Chapter 12: Data Analytic Thinking and Prediction

Explain how management accountants can work with data to create value.
Identify the questions management wants to ask and the relevant data.
Explain the elements of a decision tree model.
Describe how to refine a decision tree model to ensure data represents the business context.
Explain how to validate predictions of full versus refined decision trees.
Evaluate predictions of different data science models to choose the best one for business needs and visualize and communicate model insights.
Describe how to use and deploy data science models.

Data Science: Use of data analytics to draw conclusions from data.
- Intersects with:
  1. Computer science and data skills
  2. Math and statistics
  3. Subject matter expertise in a specific area along with management accounting knowledge.

Predictive Modeling: A data science technique to make predictions using past or current data.
- Utilizes large data sets to train sophisticated algorithmic models.
- Models learn from training data to predict new records based on features of interest.
- Helps understand cost drivers; primary goal is value creation across the value chain.

Essential questions for management accountants to examine for business decisions.
Forming questions is critical for a successful data science undertaking.
Evaluate vast data availability to determine the worth of analyses.

Management accountant's role is to evaluate data quality:
- Objectivity of data: Is it estimated or carefully measured?
- Relevance of data and costs for decisions.
Exploratory Data Analysis: Provides insight into a data set through numeric analysis (mean, median, etc.).

Organizing and processing data:
- Identifying additional needed data and measuring variables.
- Data Leakage: Exclude data not available during the analysis.
- Ensure features used for predictive modeling are appropriate and legal considerations involving personal data.

Various models, from regression to neural networks, are used to analyze data.
Models fit data flexibly and rely on computational power.
Collaboration between management accountants and data scientists is key in model development.

Functional Relationship Models: Assume specific relationships between feature and target variables.
Decision Trees: Easy to interpret and build, segmenting the target variable using rules.
- Decision Tree Algorithm: Subdivides data based on features.
- Recursive Partitioning: Continual subdivision until pure rectangles are created.

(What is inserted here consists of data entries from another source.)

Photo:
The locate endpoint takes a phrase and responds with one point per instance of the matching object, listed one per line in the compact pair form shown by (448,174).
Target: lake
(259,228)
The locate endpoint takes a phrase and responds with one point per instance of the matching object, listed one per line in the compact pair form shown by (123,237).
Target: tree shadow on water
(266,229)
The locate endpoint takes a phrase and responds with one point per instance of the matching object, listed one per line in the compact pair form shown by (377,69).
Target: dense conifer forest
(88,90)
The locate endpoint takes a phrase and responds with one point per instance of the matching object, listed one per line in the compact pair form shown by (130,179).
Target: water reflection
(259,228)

Visualization of decision trees highlighting:
- Decision nodes (indicated by circles) and their connecting paths.
- Terminal nodes (rectangles) signify groupings that are pure.

Gini Impurity: Measures the purity of observation collections.
- High impurity indicates a mixed set; lower impurity suggests dominance of one class.
- Steps to Calculate Gini Impurity:
  1. Establish baseline Gini impurity.
  2. Assess new Gini impurities for potential cuts.

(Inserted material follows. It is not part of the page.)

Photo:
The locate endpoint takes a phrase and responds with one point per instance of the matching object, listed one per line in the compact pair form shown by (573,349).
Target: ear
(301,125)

Management accountants help in refinement by addressing:
1. Overfitting: Models adhering too closely to noise in data.
2. Pruning: Limiting the tree's growth to a predetermined depth.

Overfitting: Reduces model effectiveness by capturing random noise, affecting future predictions.
- Recognizing overfitting is crucial for management accountants.
Pruning: Controls tree growth to enhance model performance, raising questions about optimal depth.

Data scientists apply techniques to compare full vs. pruned decision trees:
1. Cross-validation using prediction accuracy.
2. Cross-validation using maximum likelihood.
3. Testing on holdout samples.

Cross-Validation for Prediction Accuracy: Comparing model predictions on known outcomes.
Cross-Validation for Maximum Likelihood: Uses likelihood values to gauge model performance.

Evaluate models based on:
- Likelihood values, feature variable relevance, and misclassification rates.
- ROC Curve and Confusion Matrix as tools for visual evaluation.

Visualizing insights helps communicate model value:
- Decision trees show separation of classes.
- ROC curves depict model classification accuracy.
- Confusion matrices outline predicted vs. actual classifications.

Collaboration with managers to operationalize models:
- Evaluation of necessary modifications and balance between quantitative and qualitative assessments.
- Sensitivity evaluation of payoffs based on decisions.
- Understanding statistical tools is key in creating value through informed decision-making.